You will be asked about your hardware, either choose your GPU or select CPU.

Let the installation complete and there should be a web server running on localhost:7860.

Testing a model
The Mistral-7B-OpenOrca-GGUF is a good test model, it should be able to run on most hardware.

cd text-generation-webui/models
wget https://huggingface.co/TheBloke/Mistral-7B-OpenOrca-GGUF/resolve/main/mistral-7b-openorca.Q4_K_M.gguf?download=true

When the file is downloaded, go back to the web interface and refresh the list in the model tab, select the model and load it. Select the CPU option, before loading, if you don’t have a GPU.

You should now be able to use the model in that chat tab.

It should look something like this

5 Likes

with the Debian-12 template on Qubes 4.2 when I clone into a standalone with passthrough I get the error

mount: mounting /dev/mapper/dmroot on /root failed: No such device
Failed to mount /dev/mapper/dmroot as root file system

and I don’t know how to resolve this.

Debian-11 boots up fine with passthrough but I can’t get cuda to take and nvidia-smi to show any device.

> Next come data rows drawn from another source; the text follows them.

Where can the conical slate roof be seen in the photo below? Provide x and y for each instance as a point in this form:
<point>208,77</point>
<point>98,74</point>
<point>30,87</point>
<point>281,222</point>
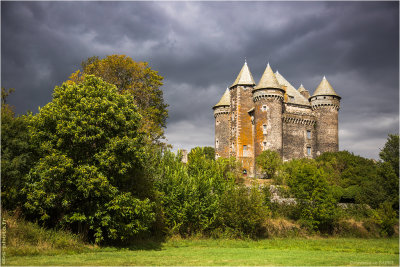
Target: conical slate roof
<point>324,88</point>
<point>225,99</point>
<point>268,79</point>
<point>244,77</point>
<point>301,88</point>
<point>291,91</point>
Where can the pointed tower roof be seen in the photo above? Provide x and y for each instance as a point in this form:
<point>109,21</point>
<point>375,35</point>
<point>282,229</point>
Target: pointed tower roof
<point>324,88</point>
<point>225,99</point>
<point>290,90</point>
<point>301,88</point>
<point>244,77</point>
<point>268,79</point>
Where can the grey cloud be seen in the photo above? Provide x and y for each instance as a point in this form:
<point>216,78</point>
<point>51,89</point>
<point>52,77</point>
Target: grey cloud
<point>199,47</point>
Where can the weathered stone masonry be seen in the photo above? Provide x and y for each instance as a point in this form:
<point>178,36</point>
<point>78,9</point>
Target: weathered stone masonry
<point>273,115</point>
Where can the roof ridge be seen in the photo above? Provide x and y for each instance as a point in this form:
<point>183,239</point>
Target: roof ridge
<point>244,77</point>
<point>268,79</point>
<point>225,99</point>
<point>324,88</point>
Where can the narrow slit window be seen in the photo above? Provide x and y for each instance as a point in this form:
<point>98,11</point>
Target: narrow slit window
<point>308,134</point>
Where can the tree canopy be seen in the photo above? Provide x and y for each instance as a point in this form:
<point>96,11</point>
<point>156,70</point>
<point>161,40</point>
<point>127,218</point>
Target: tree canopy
<point>136,79</point>
<point>91,158</point>
<point>390,152</point>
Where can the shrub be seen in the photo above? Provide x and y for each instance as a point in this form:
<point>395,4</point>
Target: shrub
<point>314,196</point>
<point>242,210</point>
<point>270,162</point>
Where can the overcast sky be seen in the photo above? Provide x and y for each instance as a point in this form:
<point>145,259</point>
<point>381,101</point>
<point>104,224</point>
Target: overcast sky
<point>199,48</point>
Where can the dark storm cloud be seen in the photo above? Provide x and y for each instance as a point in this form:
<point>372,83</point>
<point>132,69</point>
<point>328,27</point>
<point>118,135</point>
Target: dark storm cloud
<point>199,47</point>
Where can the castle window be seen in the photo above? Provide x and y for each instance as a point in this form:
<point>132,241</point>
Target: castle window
<point>308,134</point>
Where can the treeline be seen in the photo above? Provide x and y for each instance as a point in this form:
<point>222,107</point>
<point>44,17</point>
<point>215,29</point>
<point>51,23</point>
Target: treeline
<point>92,162</point>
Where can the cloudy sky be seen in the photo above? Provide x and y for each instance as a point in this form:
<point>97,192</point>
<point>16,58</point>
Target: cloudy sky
<point>199,48</point>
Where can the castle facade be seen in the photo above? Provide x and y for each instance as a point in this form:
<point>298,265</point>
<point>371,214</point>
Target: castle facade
<point>274,115</point>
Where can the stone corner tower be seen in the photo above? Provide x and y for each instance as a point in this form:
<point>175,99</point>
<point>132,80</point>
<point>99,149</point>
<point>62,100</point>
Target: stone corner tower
<point>221,115</point>
<point>325,104</point>
<point>268,98</point>
<point>241,141</point>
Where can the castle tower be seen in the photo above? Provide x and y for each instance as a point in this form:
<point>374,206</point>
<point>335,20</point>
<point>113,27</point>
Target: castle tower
<point>268,98</point>
<point>303,91</point>
<point>325,104</point>
<point>241,142</point>
<point>221,115</point>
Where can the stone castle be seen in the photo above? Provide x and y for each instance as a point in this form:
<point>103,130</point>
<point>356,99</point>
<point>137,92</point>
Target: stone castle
<point>273,115</point>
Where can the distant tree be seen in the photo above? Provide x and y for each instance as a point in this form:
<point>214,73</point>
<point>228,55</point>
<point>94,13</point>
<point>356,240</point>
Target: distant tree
<point>308,183</point>
<point>89,174</point>
<point>361,180</point>
<point>207,151</point>
<point>136,79</point>
<point>269,161</point>
<point>390,152</point>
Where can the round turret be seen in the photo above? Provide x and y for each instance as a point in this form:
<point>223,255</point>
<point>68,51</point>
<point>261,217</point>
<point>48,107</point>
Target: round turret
<point>268,98</point>
<point>325,103</point>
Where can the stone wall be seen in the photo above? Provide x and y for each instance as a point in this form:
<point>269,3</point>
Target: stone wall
<point>299,135</point>
<point>221,115</point>
<point>326,109</point>
<point>245,143</point>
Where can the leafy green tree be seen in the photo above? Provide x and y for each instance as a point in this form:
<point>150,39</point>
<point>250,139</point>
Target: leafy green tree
<point>243,211</point>
<point>390,152</point>
<point>309,185</point>
<point>136,79</point>
<point>269,161</point>
<point>360,180</point>
<point>89,174</point>
<point>208,152</point>
<point>17,154</point>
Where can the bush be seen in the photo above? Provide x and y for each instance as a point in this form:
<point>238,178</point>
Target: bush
<point>202,197</point>
<point>242,210</point>
<point>270,162</point>
<point>26,238</point>
<point>315,199</point>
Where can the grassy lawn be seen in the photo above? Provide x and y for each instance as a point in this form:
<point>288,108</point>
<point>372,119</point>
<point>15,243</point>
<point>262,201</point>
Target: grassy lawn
<point>317,251</point>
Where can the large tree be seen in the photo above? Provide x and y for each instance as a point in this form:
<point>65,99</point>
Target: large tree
<point>88,176</point>
<point>390,152</point>
<point>136,79</point>
<point>17,155</point>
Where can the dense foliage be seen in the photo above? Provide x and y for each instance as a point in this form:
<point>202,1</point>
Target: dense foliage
<point>203,198</point>
<point>269,161</point>
<point>88,176</point>
<point>314,196</point>
<point>136,79</point>
<point>17,155</point>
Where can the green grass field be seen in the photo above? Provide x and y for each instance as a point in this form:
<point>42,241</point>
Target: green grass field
<point>316,251</point>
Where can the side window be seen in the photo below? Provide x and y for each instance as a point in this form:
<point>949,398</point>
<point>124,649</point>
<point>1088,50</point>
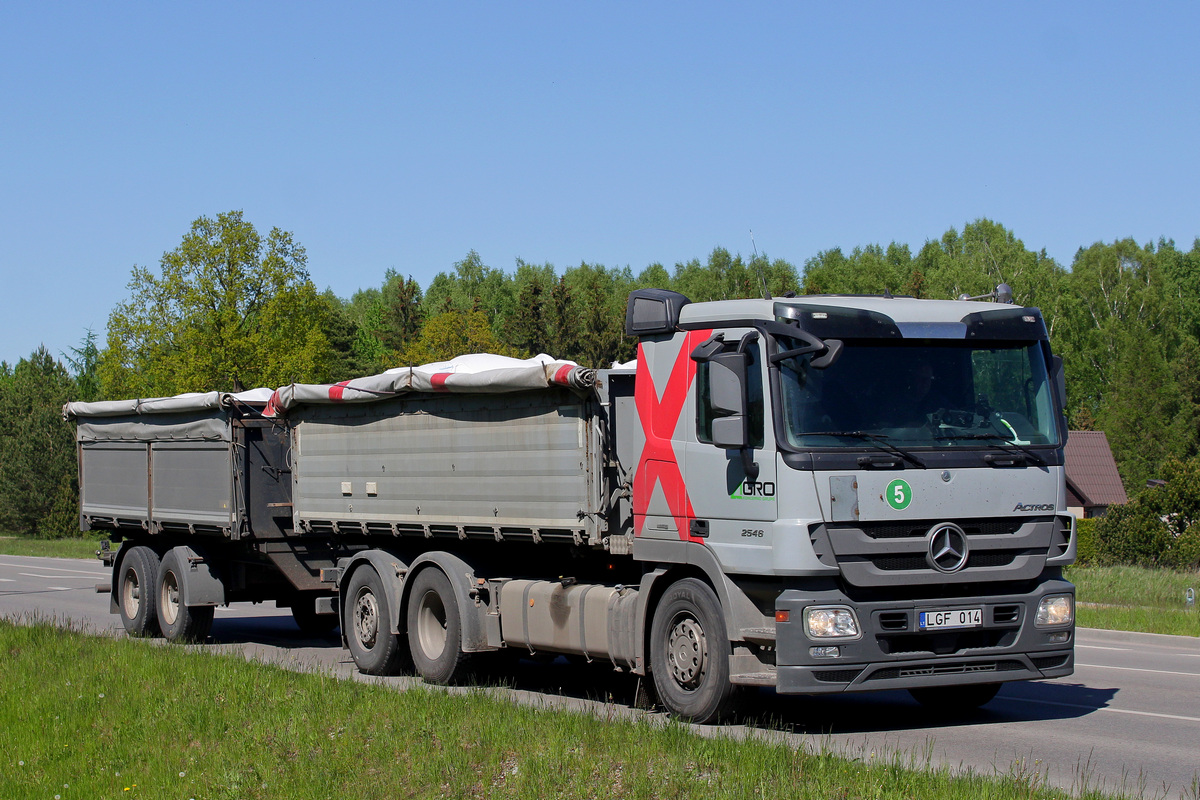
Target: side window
<point>705,404</point>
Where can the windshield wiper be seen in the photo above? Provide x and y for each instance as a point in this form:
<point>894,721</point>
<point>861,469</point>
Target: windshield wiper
<point>1003,443</point>
<point>874,438</point>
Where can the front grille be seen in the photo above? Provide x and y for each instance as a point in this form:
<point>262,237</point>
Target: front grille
<point>917,561</point>
<point>1050,662</point>
<point>1006,614</point>
<point>946,643</point>
<point>893,563</point>
<point>951,668</point>
<point>919,528</point>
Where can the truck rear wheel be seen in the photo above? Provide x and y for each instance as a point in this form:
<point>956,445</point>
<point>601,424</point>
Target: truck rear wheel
<point>136,591</point>
<point>435,629</point>
<point>690,653</point>
<point>366,623</point>
<point>179,623</point>
<point>955,698</point>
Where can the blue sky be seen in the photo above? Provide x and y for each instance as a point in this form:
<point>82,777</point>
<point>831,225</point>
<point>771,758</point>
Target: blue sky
<point>403,136</point>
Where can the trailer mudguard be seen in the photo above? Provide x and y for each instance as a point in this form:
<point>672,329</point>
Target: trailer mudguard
<point>466,589</point>
<point>202,584</point>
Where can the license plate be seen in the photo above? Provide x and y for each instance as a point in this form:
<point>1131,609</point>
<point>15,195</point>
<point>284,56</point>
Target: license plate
<point>951,618</point>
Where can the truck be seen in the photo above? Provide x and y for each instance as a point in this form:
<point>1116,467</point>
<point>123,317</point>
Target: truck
<point>815,494</point>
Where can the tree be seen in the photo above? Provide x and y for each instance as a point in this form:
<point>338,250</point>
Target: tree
<point>472,287</point>
<point>85,365</point>
<point>37,452</point>
<point>450,335</point>
<point>400,311</point>
<point>227,308</point>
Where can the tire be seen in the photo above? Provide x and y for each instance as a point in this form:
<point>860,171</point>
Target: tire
<point>367,627</point>
<point>690,654</point>
<point>179,623</point>
<point>435,629</point>
<point>136,597</point>
<point>949,699</point>
<point>309,620</point>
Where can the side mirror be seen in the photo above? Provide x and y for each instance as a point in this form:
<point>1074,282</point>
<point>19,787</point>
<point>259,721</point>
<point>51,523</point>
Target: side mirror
<point>1059,374</point>
<point>727,389</point>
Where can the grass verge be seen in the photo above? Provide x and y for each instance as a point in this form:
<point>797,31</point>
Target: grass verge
<point>60,548</point>
<point>97,717</point>
<point>1135,599</point>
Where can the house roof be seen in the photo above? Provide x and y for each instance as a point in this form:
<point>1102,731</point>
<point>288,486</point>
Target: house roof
<point>1091,471</point>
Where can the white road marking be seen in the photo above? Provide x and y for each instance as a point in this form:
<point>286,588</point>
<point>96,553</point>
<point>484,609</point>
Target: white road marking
<point>1104,708</point>
<point>1161,672</point>
<point>53,569</point>
<point>1096,647</point>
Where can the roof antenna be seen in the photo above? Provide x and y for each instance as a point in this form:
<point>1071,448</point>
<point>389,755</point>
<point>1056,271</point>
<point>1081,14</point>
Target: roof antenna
<point>766,292</point>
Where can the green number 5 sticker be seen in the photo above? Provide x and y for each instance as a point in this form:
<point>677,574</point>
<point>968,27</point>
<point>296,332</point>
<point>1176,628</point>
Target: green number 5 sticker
<point>899,494</point>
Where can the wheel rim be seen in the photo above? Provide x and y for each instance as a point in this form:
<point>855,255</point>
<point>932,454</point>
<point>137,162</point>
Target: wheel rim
<point>431,625</point>
<point>688,653</point>
<point>169,600</point>
<point>131,593</point>
<point>366,618</point>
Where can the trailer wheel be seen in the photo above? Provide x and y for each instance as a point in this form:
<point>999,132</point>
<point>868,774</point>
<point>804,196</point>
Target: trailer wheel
<point>435,629</point>
<point>955,698</point>
<point>690,653</point>
<point>179,623</point>
<point>375,648</point>
<point>136,591</point>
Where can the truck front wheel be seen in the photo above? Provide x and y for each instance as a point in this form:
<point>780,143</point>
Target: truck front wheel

I’ve spent an ungodly amount of hours fiddling with this to make deb-11 work.

Fedora-37/38 I never get nvidia-smi to show a device either.

Please advice. I am out of ideas. I was using LLMs flawlessly on Qubes 4.1.

Thanks for sharing, @renehoj !

Based on your screenshot, you are getting 2.72 tokens per second with your setup. I would have expected a bit higher values there for a Q4 quantized model (but maybe 8 GB vRAM of your 4060 is simply not that helpful in the end?).

Still, it might be worth double-checking whether it’s actually using your GPU. I believe the command is nvidia-smi.

In comparison: I don’t have a GPU and I do get similar speeds with just running it on CPU. In my experience, the most efficient way to run models is directly using the new llama.cpp server which also has a simple GUI now. In that way you can also always get the latest version of llama.cpp without waiting Oobabooga to update it and you have full control of all the parameters: https://github.com/ggerganov/llama.cpp/blob/master/examples/server/README.md

Here is an example measurement from my CPU-only setup (AMD Ryzen 7 5800X 8 Core):
Command to run the llama.cpp server with CPU only: ./server -t 4 -ngl 0 -m ~/models/mistral-7b-instruct-v0.2.Q5_K_M.gguf -c 32000

Prompt evaluation: 13.21 tokens/s
Generation: 5.38 tokens/s

Depending on your setup, you probably want to play a bit with the -t parameter, which depends on how many processor threads are available.
I thought, my processor would have 16 threads available but at least with QubesOS, -t 4 performs best for me.

I’ve set VCPUs to 16 in that Qube. Maybe that value is wrong and something could be optimized there? Thinking about it now, I guess I should set that one to 8 VCPUs and then try to use the full 16 threads in llama.cpp.

1 Like

The screenshot isn’t running on a GPU, it’s running a T480 ThinkPad with an i7-8650U CPU.

On the 4060 the output generation is ~44 tokens/s with the same prompt/model.

1 Like

Yes, 44 tokens/s make much more sense with GPU.

I just did some more tests on my CPU setup and it seems that for some reasons, telling llama.cpp that I have 4 threads generates the fastest speeds. It doesn’t even seem to matter whether I’m setting VCPUs for that Qube to 16 or 8.

Maybe this could be further improved?

You can try changing the core count, with and without smt, and pinning the cores could also be worth trying, there might be some Xen overhead that can be reduced.

Trying different model formats might could also be worth it, I don’t know which formats are best purely running on the CPU.